HACKER Q&A
📣 crtlaltdel

Why do so many startups claim machine learning is their long game?


I work with and speak to many startups. When I ask questions around the product value, especially in context of defensibility, they assert that their "long term play is using machine learning on our data". This has been pretty consistent in the last few years, regardless of the nature of the product or the market for which the product is targeted. This typically comes with assertions such as "data is the new oil" and "once we have our dataset and models the Big Tech shops will have no choice but to acquire us".

To me this feels a lot like the claims made by startups I've encountered in past tech-hype-cycles, such as IoT and blockchain. In both of these areas there seemed to be a pervasive sense of "if we build it, they will acquire".

The question I have for HN is in two parts:

1. Why is it that a lot of startups seem to be betting the farm, so to speak, on "machine learning" as their core value?

2. Is it reasonable to be highly skeptical of startups that make these claims, seeing it as a sign they have no real vision for their product?

[EDIT]: add missing pt2 of my question


  👤 peterwoerner Accepted Answer ✓
Because there is a real moat with data ownership and pipelines. If you want to do any analysis you quickly find that learning to properly use scikit-learn and tensorflow (or your machine learning algorithm of your choice) is atleast an order of magnitude lower of work than getting the data. For instance, I wanted to build a machine learning algorithm which took simple data from the SEC filed 10-Q and 10-K, which are freely available online and predict whether stocks were likely to outperform the market average for over the next 3 years.

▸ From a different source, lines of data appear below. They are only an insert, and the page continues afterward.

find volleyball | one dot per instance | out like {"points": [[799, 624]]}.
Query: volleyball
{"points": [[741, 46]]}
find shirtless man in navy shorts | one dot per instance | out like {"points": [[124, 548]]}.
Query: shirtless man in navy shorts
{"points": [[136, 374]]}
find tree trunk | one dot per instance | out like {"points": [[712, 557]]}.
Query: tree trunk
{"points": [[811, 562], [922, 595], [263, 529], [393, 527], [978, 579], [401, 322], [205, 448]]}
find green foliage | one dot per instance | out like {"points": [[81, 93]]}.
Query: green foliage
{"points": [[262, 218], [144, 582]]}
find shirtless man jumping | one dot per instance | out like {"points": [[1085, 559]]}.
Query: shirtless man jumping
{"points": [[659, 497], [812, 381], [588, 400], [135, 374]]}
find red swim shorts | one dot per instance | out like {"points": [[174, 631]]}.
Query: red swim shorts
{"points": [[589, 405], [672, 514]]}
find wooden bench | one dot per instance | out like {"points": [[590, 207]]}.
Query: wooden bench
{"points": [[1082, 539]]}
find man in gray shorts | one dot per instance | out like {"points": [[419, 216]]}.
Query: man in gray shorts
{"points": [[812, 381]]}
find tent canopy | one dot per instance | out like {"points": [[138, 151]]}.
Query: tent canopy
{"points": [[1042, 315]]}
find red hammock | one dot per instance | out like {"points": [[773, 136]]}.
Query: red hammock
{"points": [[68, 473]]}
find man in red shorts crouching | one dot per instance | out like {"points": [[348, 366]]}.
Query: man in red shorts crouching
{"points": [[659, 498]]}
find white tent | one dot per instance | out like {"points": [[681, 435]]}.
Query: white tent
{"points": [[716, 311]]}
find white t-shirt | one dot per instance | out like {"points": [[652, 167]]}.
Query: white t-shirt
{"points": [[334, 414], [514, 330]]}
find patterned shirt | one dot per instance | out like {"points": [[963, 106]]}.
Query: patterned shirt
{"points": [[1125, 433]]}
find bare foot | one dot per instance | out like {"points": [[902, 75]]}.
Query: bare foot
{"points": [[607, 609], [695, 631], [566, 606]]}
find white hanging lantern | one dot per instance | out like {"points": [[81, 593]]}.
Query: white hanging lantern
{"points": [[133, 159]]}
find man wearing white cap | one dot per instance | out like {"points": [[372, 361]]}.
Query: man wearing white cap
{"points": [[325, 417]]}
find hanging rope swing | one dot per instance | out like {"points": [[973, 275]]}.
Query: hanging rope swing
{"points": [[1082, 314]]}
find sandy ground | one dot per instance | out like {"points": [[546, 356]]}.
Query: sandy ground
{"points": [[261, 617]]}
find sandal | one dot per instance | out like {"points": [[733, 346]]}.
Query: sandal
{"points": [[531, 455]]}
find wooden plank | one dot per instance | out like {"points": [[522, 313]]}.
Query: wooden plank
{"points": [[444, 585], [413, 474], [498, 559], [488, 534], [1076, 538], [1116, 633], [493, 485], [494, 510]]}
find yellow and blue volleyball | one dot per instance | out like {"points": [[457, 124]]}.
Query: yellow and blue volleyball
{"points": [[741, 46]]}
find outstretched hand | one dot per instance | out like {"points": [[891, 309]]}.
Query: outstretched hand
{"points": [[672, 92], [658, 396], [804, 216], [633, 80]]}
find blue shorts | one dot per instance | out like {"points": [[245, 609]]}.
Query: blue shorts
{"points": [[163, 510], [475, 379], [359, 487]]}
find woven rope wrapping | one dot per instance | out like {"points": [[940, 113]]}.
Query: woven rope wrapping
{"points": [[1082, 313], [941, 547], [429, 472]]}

Time to setup up scikit learn and tensorflow algorithms to make predictions: 4 hours. Time to setup python scripts which could parse through the excel spreadsheets, figure out which row corresponded to gross profit margin, and a few other "standard" metrics: ??? unknown because I gave up at about 80 hours trying to figure out rules to process all the different spreadsheets and how names were determined.

I had a professor who was doing machine learning + chemistry. He was building up his own personal database for machine learning. He spent ~5 years with about 500 computers building the database so that he would be able to do the actual the machine learning.


👤 tlb
There are surely some startups for which this is bullshit. But the good version of it is:

- take some valuable task that's never been successfully automated before

- do it manually (and expensively) for a while to acquire data

- build an automated system with some combination of regular software and ML models trained on the data

- now you can do a valuable task for free

- scale up and profit

The risk is that it's hard to guess how much data you'll need to train an accurate, automated model. Maybe it's very large, and you can't keep doing it manually long enough to get there. Maybe it's very small and lots of companies will automate the same task and you won't have any advantage.

I think there'll be some big successes with this model, and many failures. So be skeptical -- ML isn't a magic bullet. But if a team has a good handle on how they're going to automate something valuable, it can be a good bet.

As an investor, you may well face the situation down the line "We've burned through $10M doing it manually, and we're sure that with another $10M we can finish the automation." Then you have to make a hard decision. With some applications like self-driving cars, it might be $10B.


👤 smacktoward
You forgot the second part :-D

I think the answer is pretty simple: it sounds good, and it's hard to challenge. It's essentially a promise that they will invent a black box with magic inside. Since nobody can see inside the black box, it's hard to argue that there isn't actually magic in it.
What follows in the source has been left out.